Getting ready
In this week we are going to write and optimize an assembly language
program related to the
Collatz conjecture
or Syracuse problem:
Assuming integers of unlimited size,
is there any positive integer n
that results in the following program getting in an infinite loop?
x = n ; r = 0 ; while (x != 1) { if (x%2 ==1) { x = 3*x + 1 ; } else { x = x/2 ; } r = r + 1 ; }
In the process of writing this program in PIC assembly with 16-bit integers (admittedly a pretty small sample of integers), you’ll learn something about flow control and optimization in an assembly language and take another look at the sizes of integers that can be stored in fixed fields.
Getting started
We’re going to start this lab with a C++ program.
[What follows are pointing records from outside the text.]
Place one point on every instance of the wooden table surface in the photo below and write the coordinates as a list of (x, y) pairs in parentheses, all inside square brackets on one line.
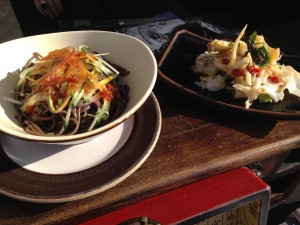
[(196, 142)]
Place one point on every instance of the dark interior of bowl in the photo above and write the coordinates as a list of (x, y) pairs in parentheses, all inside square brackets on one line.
[(175, 69)]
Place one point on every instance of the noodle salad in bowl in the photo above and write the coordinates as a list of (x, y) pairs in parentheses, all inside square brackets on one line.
[(69, 91), (248, 68), (68, 87)]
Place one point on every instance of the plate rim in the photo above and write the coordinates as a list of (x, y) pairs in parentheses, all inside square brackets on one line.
[(13, 171), (204, 99)]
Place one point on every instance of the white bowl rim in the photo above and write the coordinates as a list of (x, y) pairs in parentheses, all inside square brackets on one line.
[(110, 125)]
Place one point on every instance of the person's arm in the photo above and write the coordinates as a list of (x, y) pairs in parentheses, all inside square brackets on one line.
[(49, 8)]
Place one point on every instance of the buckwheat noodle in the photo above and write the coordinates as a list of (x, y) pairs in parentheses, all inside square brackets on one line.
[(48, 115)]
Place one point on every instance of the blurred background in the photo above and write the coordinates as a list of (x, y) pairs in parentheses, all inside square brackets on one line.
[(9, 27)]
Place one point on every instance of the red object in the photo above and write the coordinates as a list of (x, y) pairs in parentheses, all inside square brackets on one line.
[(228, 190), (237, 72)]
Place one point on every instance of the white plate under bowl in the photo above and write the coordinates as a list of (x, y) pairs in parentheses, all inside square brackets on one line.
[(63, 159)]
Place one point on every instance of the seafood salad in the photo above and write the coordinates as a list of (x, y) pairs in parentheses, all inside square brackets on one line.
[(248, 67)]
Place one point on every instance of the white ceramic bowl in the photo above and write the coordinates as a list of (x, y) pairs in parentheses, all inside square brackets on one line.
[(124, 50)]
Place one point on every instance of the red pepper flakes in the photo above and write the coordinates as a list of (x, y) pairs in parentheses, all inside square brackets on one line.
[(254, 70), (274, 79)]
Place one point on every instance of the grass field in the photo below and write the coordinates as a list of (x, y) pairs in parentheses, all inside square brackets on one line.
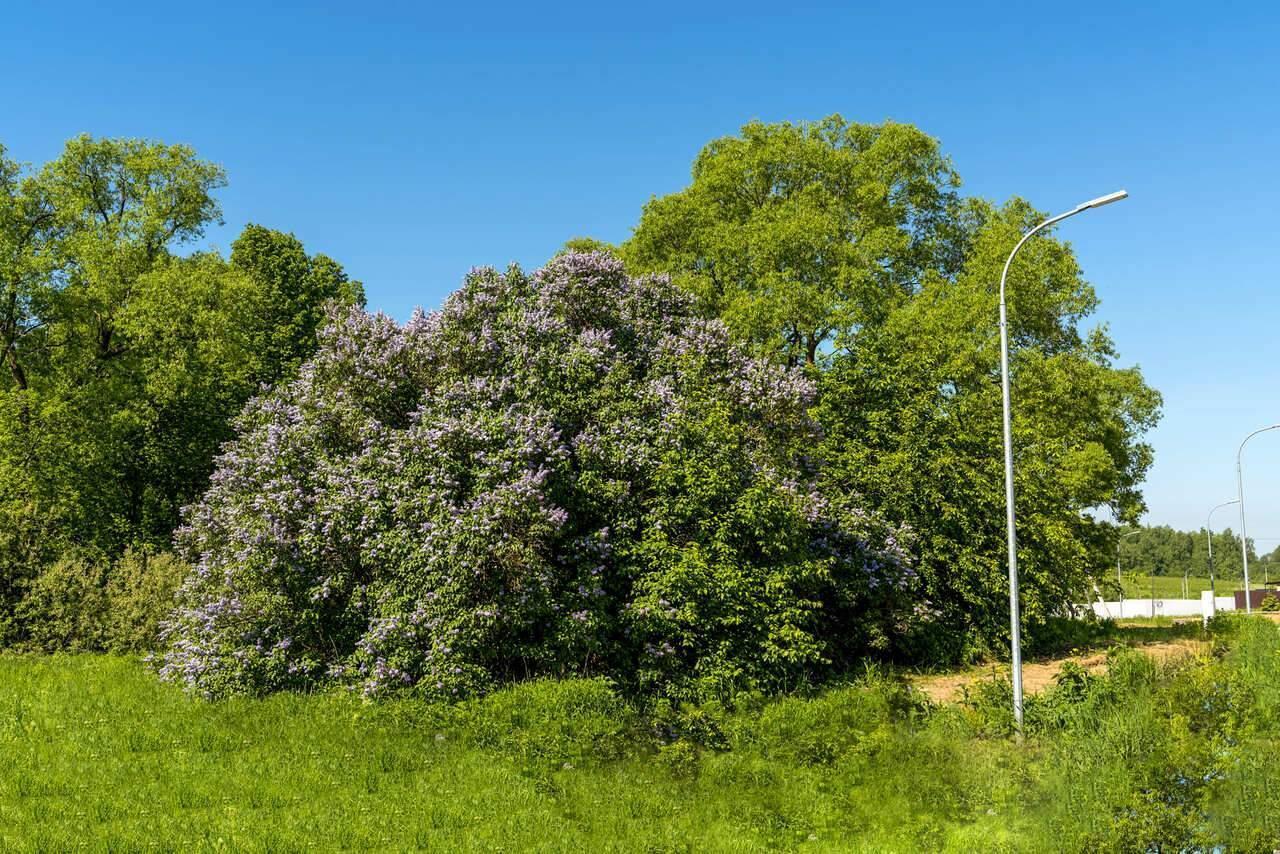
[(99, 756), (1169, 587)]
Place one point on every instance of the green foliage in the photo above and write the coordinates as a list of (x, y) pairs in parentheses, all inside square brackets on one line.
[(1179, 757), (122, 362), (913, 423), (796, 233), (566, 473), (140, 594), (849, 247), (65, 606), (1160, 549), (88, 602)]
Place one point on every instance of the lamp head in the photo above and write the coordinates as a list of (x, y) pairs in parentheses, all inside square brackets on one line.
[(1105, 200)]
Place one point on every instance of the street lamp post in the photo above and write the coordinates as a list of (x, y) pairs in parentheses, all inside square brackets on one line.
[(1208, 533), (1239, 498), (1014, 628)]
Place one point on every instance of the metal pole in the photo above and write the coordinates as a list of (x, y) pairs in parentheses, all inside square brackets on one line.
[(1010, 521), (1208, 533), (1239, 497)]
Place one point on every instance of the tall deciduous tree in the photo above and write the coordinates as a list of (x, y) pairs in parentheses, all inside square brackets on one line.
[(124, 362), (848, 246), (795, 233)]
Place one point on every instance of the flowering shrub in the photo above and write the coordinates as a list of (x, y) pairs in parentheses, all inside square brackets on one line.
[(567, 473)]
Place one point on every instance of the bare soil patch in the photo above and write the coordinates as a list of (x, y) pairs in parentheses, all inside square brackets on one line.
[(1038, 675)]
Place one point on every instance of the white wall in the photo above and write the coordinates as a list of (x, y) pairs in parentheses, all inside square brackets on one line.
[(1162, 607)]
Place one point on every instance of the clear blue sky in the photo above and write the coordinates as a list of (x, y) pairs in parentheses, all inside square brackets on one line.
[(412, 142)]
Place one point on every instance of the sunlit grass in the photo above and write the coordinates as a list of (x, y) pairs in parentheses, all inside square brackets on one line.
[(97, 754)]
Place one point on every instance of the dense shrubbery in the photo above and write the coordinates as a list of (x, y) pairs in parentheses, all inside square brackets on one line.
[(1175, 757), (86, 602), (123, 362), (567, 473)]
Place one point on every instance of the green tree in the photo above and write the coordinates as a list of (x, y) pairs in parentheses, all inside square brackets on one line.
[(295, 287), (123, 362), (913, 414), (796, 233)]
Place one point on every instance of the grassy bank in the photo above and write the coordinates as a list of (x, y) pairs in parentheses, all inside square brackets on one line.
[(100, 756)]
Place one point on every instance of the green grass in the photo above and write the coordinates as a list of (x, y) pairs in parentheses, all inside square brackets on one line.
[(1170, 587), (99, 756)]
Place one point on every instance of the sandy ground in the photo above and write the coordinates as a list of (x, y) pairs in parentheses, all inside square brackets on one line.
[(1038, 675)]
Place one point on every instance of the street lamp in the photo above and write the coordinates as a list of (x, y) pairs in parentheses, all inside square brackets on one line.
[(1239, 497), (1208, 533), (1015, 630)]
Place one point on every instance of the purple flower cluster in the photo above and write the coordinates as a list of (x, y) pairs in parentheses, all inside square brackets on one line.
[(562, 473)]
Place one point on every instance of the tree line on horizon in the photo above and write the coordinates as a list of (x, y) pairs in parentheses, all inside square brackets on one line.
[(841, 254), (1162, 549)]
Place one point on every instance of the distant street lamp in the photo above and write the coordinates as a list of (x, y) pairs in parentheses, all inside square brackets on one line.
[(1208, 533), (1015, 629), (1239, 497)]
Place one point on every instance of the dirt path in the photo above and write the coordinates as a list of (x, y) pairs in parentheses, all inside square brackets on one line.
[(1038, 675)]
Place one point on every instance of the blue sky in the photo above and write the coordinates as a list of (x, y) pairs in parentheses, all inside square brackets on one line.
[(412, 142)]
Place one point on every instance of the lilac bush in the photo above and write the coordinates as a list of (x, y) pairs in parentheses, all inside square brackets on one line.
[(566, 473)]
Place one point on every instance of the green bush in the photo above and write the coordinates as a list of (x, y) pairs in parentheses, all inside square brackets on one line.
[(140, 594), (83, 602), (64, 607)]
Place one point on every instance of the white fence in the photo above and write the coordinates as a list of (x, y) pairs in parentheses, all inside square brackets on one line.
[(1127, 608)]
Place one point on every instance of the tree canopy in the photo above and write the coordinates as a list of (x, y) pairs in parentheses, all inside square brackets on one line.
[(850, 249), (123, 360)]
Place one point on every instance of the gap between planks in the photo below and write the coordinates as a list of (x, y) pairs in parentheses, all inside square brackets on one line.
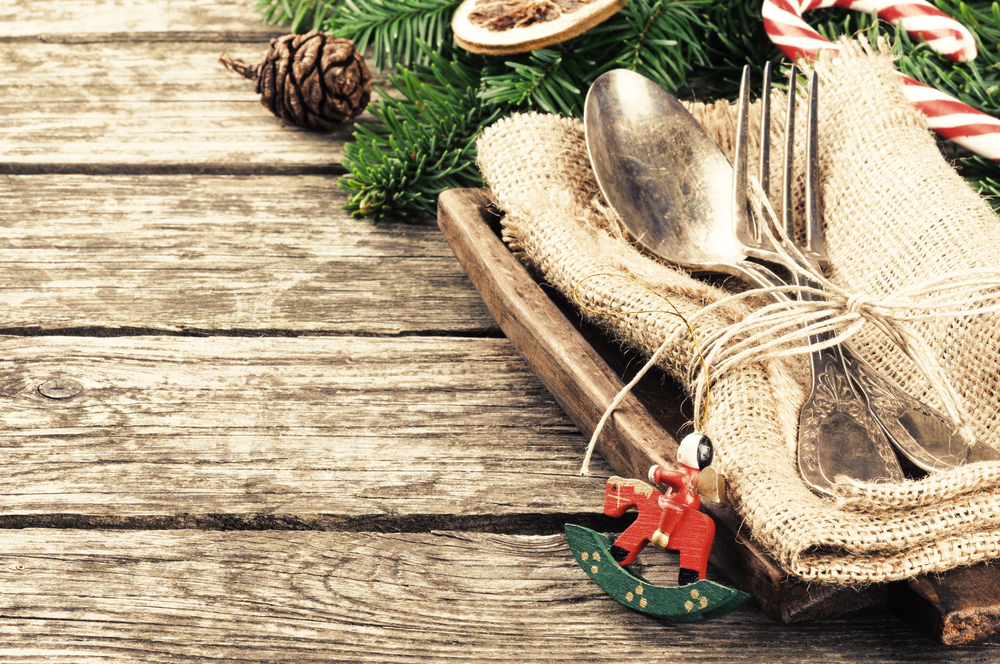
[(77, 596)]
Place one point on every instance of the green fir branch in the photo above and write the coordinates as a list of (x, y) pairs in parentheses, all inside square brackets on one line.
[(394, 29), (421, 144), (423, 141), (301, 15)]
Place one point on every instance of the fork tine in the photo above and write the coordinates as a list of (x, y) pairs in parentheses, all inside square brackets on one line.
[(765, 131), (814, 233), (741, 219), (787, 218)]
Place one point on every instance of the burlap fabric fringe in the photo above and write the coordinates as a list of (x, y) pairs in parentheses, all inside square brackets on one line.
[(896, 214)]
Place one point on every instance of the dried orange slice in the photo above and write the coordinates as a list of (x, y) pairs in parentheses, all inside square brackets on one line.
[(499, 27)]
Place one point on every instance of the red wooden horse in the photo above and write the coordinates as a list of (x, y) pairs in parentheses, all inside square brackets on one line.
[(670, 521)]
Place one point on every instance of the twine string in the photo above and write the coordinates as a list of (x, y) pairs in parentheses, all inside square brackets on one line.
[(789, 328)]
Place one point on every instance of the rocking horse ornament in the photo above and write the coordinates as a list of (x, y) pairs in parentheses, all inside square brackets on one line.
[(668, 520)]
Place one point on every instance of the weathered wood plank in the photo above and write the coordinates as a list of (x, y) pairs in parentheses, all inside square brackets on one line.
[(225, 253), (314, 431), (78, 596), (163, 104), (31, 18)]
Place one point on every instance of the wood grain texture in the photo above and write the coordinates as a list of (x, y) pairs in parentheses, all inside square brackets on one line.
[(317, 431), (168, 105), (80, 596), (221, 253), (956, 607), (49, 18)]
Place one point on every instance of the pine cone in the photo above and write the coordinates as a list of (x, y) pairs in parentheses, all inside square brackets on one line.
[(311, 80)]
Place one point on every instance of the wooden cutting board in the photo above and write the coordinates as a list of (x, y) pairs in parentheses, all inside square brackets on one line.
[(584, 372)]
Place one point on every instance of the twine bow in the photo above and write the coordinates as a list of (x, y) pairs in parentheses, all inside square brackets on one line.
[(788, 328)]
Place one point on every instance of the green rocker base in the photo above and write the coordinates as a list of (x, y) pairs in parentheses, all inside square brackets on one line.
[(702, 600)]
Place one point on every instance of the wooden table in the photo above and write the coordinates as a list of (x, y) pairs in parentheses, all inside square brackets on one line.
[(238, 425)]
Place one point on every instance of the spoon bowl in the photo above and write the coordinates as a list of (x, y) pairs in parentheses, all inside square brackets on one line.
[(661, 172)]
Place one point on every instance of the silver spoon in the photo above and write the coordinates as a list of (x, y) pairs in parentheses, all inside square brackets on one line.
[(672, 187)]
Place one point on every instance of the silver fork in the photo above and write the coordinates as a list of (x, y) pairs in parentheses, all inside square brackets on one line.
[(837, 434), (922, 434)]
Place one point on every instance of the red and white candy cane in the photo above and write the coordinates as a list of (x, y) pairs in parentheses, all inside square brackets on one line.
[(952, 119)]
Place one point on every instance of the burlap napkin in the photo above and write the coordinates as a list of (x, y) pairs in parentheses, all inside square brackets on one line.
[(896, 214)]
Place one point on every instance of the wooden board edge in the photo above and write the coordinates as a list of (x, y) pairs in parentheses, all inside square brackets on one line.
[(583, 384)]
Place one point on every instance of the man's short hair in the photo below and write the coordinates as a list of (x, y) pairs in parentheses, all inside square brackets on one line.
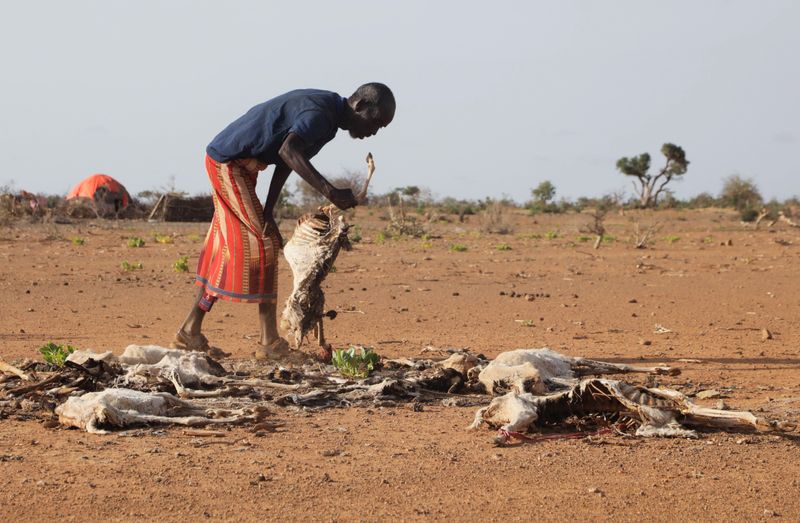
[(376, 94)]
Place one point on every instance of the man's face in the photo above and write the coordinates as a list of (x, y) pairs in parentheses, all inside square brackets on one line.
[(368, 122)]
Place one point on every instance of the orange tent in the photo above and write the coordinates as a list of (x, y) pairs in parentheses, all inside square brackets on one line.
[(87, 187)]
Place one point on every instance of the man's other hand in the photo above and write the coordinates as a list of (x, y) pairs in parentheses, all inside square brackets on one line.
[(343, 198)]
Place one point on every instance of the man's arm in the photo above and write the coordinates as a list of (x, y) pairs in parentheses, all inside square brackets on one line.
[(292, 152), (279, 178)]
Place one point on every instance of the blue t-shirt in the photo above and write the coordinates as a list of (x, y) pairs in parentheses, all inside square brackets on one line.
[(312, 114)]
Why C++? Because Java doesn’t allow the goto
and
C and Java don’t support operator overloading
and it never hurts to experience yet another programming language.
Start up NetBeans and make the menu choices File ⇒ New Project... . At the New Project window select C/C++ and C/C++ Application. and then press Finish. At the next screen, call your main file collatz and be sure you are creating a C++ program.
In the Projects tab, bring up the file collatz.cpp under the Source Files expander. Delete the starter C++ code and copy the initial C++ code for this lab into your NetBeans program window.
#include <iostream> using namespace std; int main(int argc, char** argv) { short n, x, r ; cout << "Enter your number" << endl ; cin >> n ; x = n ; r = 0 ; while (x != 1) { if (x%2 == 1) { x = 3*x + 1 ; } else { x = x/2 ; } r = r + 1 ; } cout << r << " iterations required for " << n << endl ; return 0; }
For some reason, I had to build this program twice before the red exclamation points disappeared.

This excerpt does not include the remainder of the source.